Bilateral Congenital Aniridia Associated With Cataracts: A Case Report
Published 2022
- 40th Congress of the ESCRS
Reference: PO116
| Type: ESCRS 2022 - Posters
| DOI:
10.82333/94dr-8k46
Authors:
Zeinebou H’Meimett* 1
, Manal tabchi 1
, Synthia Mekyna 1
, Abdelkader El akkoumi 1
, Nourredine Boutemzine 1
, lLalla ouafa Cherkaoui 1
1Ophtalmologie,Hôpital des spécialités,Rabat,Morocco
Purpose
a rare pathology and requires adequate care
Setting
•Congenital aniridia is a rare condition (1 / 40,000) manifested mainly by hypoplasia of the iris which can be associated with other eye disorders such as cataracts (glaucoma, corneal dystrophy, congenital cataract, ectopia of the lens, macular hypoplasia and optic nerve) and systemics, especially urogenitals.
Methods
•It’s a 15-year-old patient with no particular pathological history. They visited our facility for a decline in bilateral visual acuity and a notice of the parents of a bilateral leukocoria that had been neglected for several years.
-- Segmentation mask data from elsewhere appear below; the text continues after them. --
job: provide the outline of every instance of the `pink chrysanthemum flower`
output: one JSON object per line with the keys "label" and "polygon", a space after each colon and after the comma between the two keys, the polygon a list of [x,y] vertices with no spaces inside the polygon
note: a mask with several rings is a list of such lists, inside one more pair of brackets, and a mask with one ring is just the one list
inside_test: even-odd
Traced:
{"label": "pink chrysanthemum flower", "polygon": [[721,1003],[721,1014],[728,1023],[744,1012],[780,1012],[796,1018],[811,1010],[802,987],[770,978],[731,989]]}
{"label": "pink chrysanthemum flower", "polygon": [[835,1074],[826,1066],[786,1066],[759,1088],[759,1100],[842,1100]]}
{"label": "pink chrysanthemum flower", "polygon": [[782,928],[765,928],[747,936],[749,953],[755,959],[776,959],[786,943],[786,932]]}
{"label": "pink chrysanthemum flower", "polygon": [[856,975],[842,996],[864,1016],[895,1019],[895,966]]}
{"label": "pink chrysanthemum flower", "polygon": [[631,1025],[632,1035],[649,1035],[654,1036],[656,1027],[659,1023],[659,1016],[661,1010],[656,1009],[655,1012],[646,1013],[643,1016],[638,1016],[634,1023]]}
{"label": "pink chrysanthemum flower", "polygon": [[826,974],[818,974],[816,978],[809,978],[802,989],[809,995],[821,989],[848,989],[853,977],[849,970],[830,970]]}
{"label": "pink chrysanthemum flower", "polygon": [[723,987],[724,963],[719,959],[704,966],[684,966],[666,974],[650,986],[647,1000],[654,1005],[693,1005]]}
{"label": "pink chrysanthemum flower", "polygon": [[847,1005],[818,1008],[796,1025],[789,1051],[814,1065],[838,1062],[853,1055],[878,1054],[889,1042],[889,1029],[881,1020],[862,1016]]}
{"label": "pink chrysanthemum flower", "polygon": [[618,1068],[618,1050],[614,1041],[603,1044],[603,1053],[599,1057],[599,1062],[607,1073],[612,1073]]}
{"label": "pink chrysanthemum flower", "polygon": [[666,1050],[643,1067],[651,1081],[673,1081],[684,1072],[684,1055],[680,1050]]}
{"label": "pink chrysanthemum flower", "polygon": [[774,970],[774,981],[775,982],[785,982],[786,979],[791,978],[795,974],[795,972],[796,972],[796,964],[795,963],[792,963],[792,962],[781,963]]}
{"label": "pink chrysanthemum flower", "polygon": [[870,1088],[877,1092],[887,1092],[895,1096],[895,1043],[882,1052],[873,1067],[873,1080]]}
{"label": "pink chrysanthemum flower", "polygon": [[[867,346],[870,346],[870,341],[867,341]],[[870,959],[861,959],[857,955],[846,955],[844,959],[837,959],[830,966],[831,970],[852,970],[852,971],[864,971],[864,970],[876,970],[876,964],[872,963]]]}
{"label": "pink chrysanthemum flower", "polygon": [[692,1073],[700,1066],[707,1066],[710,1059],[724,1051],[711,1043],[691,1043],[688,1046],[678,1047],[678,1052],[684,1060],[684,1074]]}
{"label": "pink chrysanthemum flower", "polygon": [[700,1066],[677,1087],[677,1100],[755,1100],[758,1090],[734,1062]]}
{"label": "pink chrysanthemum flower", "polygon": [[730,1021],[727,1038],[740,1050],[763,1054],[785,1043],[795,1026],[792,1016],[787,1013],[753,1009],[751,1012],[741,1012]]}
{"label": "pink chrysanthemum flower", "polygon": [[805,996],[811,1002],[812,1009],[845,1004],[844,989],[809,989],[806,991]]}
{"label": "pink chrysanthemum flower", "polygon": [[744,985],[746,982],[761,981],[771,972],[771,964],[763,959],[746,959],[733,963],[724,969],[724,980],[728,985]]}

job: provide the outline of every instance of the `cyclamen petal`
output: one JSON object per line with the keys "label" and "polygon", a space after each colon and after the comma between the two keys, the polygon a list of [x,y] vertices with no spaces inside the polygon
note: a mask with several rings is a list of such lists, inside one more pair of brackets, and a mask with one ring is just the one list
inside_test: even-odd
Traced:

A complete ophthalmologic examination and ocular ultrasound were performed.
Results
•The ophthalmologic examination reveals a bilateral total white cataract with aniridia, a good anterior chamber. Normal eye tone. The rest of the exam cannot be accessed. The general check-up of this family does not show any extraocular abnormality. The ocular ultrasound was normal. Surgical management of cataracts with scleral implantation in the posterior segment was the treatment of choice. Postoperative amblyotherapy will be an essential complement, hence the benefit of genetic counseling. A post-operative check-up is also necessary to be able to diagnose a complication which requires rapid and effective treatment.
Conclusions
•The treatment of cataracts associated with aniridia is difficult, the indication for surgery is to be discussed, and the surgical technique is complex. The visual prognosis is reserved in the long term due to the frequently associated limbic insufficiency.